Some time before Wilkinson's decision was known in Canada, de Salaberry had written to O'Sullivan to say, among other things, "Hampton's retreat is a most fortunate circumstance for this province. I think t'would have been difficult to have managed both armies." Little did de Salaberry realize that he had, in fact, quite probably handled them both,3 for his sturdy defence along the Châteauguay had not only caused Hampton to retire but provided Wilkinson with the excuse to do so as well.

To Canadians there were very distinct feelings generated by the victory at Châteauguay, beside the immediate ones of escape from the peril of invasion.

The affair near the lines, at the River Châteauguay, is the first in which any considerable number of the natives of this Province have been engaged with the Americans since the war. In this case, the whole of our force, with a very few exceptions, from the commander downwards, were Canadians. The General Order issued on the subject, shew that the result has been such as was expected from the former character of the people, and the zeal which they have repeatedly shewn for the defence of their country. We are informed, upon authority which we deem unexceptionable, that the enemy lost about 100 men killed in this affair while we lost only 5. This, together with the repulse of the enemy, is incontestable proof of good officers and good soldiers. A few experiments of this kind, will probably convince the Americans that their project of conquering this Province is premature.

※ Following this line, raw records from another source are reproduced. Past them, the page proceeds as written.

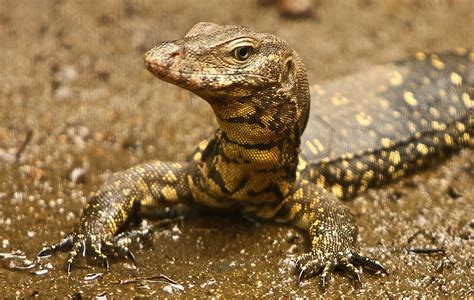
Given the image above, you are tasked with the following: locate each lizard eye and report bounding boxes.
[233,46,253,61]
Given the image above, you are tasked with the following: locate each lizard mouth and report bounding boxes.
[145,62,269,81]
[144,58,271,92]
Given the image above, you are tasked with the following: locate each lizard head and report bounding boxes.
[145,22,310,140]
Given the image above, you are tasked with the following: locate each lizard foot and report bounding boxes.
[294,250,386,288]
[37,228,152,273]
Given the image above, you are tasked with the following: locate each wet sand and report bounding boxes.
[0,0,473,297]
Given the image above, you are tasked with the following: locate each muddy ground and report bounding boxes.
[0,0,473,298]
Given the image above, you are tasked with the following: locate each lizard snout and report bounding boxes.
[157,41,184,59]
[144,42,184,75]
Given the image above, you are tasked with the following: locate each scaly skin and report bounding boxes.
[300,50,473,199]
[38,23,473,286]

Clearly Châteauguay is a very real success in the protection of the country by an essentially Canadian defence force against a threatening army several times its size. The engagement earned de Salaberry's succinct comment that "This is certainly a most extraordinary affair."4

For the American public, which was ending the second year of lacklustre military efforts against Canada, the Wilkinson and Hampton failures paraded through the pages of unbelieving and finally cynical newspapers and periodicals, which carried the painful details of the recriminatory correspondence that seemed to lay blame on Armstrong's, Wilkinson's, and Hampton's heads in turn. The public careers of all three men were effectively finished, although Armstrong lasted until the burning of Washington. Thus, in the long run, the path was cleared for men of ability as opposed to men of influence in the American military structure. American military competence on the battlefield in 1814 would give these newer men the role and position they deserved far earlier.

In official American circles, new lessons had been learned. The British assault on Washington brought James Monroe to the secretary of war office. Monroe carefully considered the problem of the Canadian frontier, and, in concert with Major General Jacob Brown, determined in the spring of 1815 that any future campaign against Canada must come as a decisive, severing blow to the St. Lawrence artery.

If we secure the landing of a great force and beat them completely in the field at any point between Kingston and Montreal, or wherever we select, we shall be able to drive them into Quebec.

In effect, it had taken three years and the sobering effects of the Wilkinson-Hampton debacle to clearly etch a tactical policy which should have carried the day in American planning circles from the outset. Late as it was, the Monroe-Brown plan stood every chance of winning where Wilkinson and Hampton had lost. The Treaty of Ghent halted any such plans, but

Had the war continued it was the intention of the American government to have interrupted our Transport Communications by the St. Lawrence to the Lower Province in the event of which an attempt at inland conveyance must have been made, or we must have endeavoured to dislodge the enemy from the South Shore of the River by transferring one seat of War thither. The American general Brown, thinking secrecy no longer necessary, explained to me all that had been in contemplation for the ensuing campaign, which in my opinion would have answered their expectations.5

That those expectations had not been placed within the American grasp in 1813 had been due in no small way to the gallant defence on the Châteauguay River, Lower Canada, on Tuesday, 26 October 1813.